Kacper Woryna cieszy się, że zmieniona została geometria rybnickiego toru, przez co teraz będzie można obserwować więcej akcji. - Przede wszystkim tor różni się tym, że już nie jest taki kwadratowy. Można się ścigać przy krawężniku jak i po szerokiej. Myślę, że to będzie nasz atut, bo zawodnicy, którzy tu jeździli, pamiętają kwadrat, a nie ten owal, który jest teraz.
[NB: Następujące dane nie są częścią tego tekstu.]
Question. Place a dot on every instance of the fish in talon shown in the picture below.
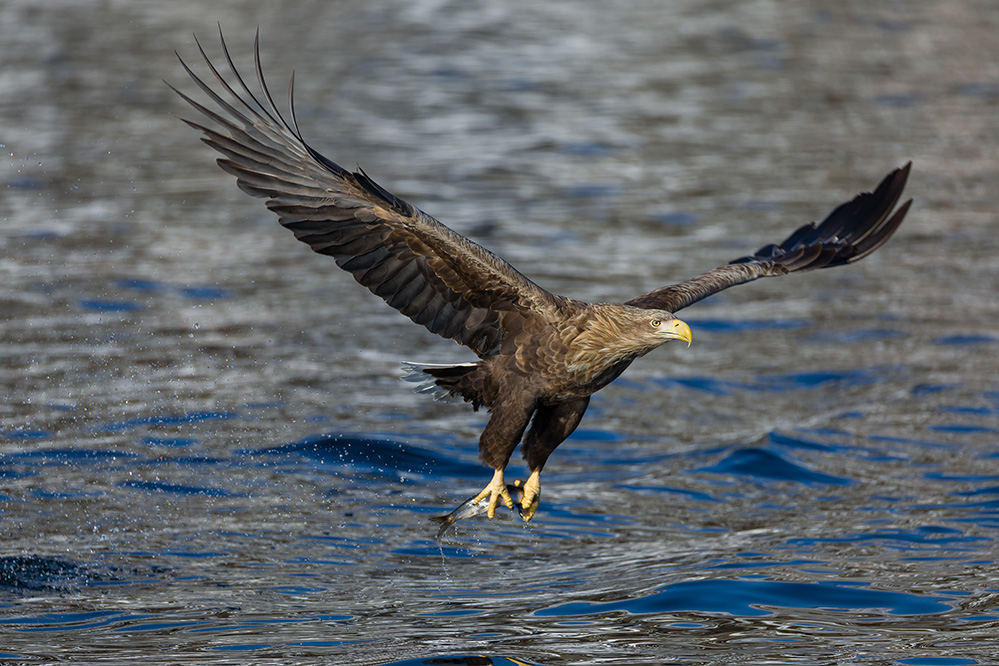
(471, 508)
Jak jeszcze nawierzchnia spasuje, to będzie fajne widowisko - powiedział Kacper Woryna.
19-letni żużlowiec oznajmił, że w drużynie panuje harmonia. - Atmosfera jest miła. Dogadujemy się poza torem jak również i na nim. Zobaczymy jak to wyjdzie w pierwszym meczu. Nowy trener przeprowadził się od tej zimy do Rybnika, przez co jest okazja spędzić z nim trochę czasu - stwierdził wychowanek rybnickiego klubu.
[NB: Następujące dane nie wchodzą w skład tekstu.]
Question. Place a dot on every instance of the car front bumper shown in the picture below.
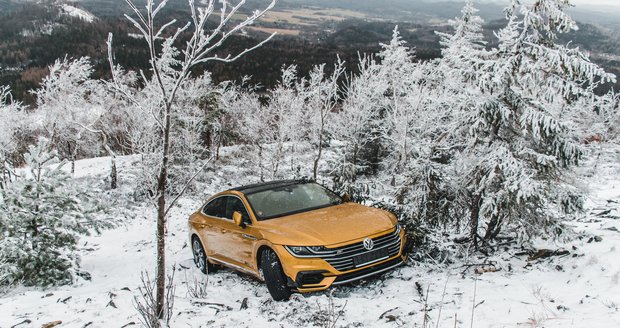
(315, 274)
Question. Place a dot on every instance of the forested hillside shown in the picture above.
(33, 36)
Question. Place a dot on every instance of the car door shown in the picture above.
(235, 243)
(213, 213)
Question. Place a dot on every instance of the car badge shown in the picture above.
(368, 244)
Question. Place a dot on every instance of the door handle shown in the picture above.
(248, 236)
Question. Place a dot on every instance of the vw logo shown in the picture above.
(368, 244)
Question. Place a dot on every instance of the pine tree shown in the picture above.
(41, 219)
(520, 144)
Młodzieżowiec rybnickiego klubu od tego sezonu startuje również na Wyspach w barwach Coventry Bees. - Trochę tych meczów w Wielkiej Brytanii już było. Niektórzy są dopiero po kilku sparingach, a ja już myślę, że w moim przypadku jest już środek sezonu. Tory nie są tam jakoś trudne, dość szybko się ich nauczyłem. Wiadomo, że większości stadionów nie miałem okazji do startu bądź gdzieniegdzie wyniki były średnie, lecz myślę, że w połowie będzie lepiej, kiedy dojdzie do rewanżów. Na razie się tych obiektów uczę - oznajmił 19-latek.
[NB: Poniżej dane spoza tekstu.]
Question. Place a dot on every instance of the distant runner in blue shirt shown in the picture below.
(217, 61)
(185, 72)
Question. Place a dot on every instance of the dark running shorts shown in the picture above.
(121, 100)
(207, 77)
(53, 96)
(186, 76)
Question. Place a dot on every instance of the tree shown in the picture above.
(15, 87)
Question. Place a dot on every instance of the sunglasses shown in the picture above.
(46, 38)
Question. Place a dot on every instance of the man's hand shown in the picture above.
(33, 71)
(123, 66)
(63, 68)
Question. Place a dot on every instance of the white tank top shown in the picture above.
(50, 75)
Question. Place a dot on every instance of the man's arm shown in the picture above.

Dużą porażką rybniczan zakończył się wtorkowy sparing przeciwko Stali Gorzów. Woryna przyznaje, że winny porażce była głównie przygotowana nawierzchnia na której nie radzili sobie zawodnicy ROW-u. - Przekombinowaliśmy z torem, bo chcieliśmy go przygotować całkiem inaczej niż to było podczas poniedziałkowego sparingu. W meczu ze Stalą jeździłem również na innym sprzęcie niż dzień wcześniej. Naprawdę było ciężko, próbowałem coś z tym motocyklem wyczarować, lecz nic nie wyszło jak powinno. Sprzętowo jestem przygotowany jako tako. Czekam jeszcze na jeden silnik. Fizycznie sprawuję się bez zastrzeżeń - zakomunikował junior ROW Rybnik.
ROW Rybnik zainauguruje sezon w niedzielę. Śląski klub zmierzy się na swoim torze z drużyną Get Well Toruń. - Myślę, że nie ma co patrzeć na nazwiska w ekipie z Torunia. Pierwszy mecz zweryfikuje wszystko. Ja jestem optymistą i sądzę, że spotkanie potoczy się na naszą korzyść. Ja podejdę do tego meczu na luzie. Chcemy wykorzystać to, że pojedziemy u siebie i ukazać, że jesteśmy po prostu lepsi - zakończył Kacper Woryna.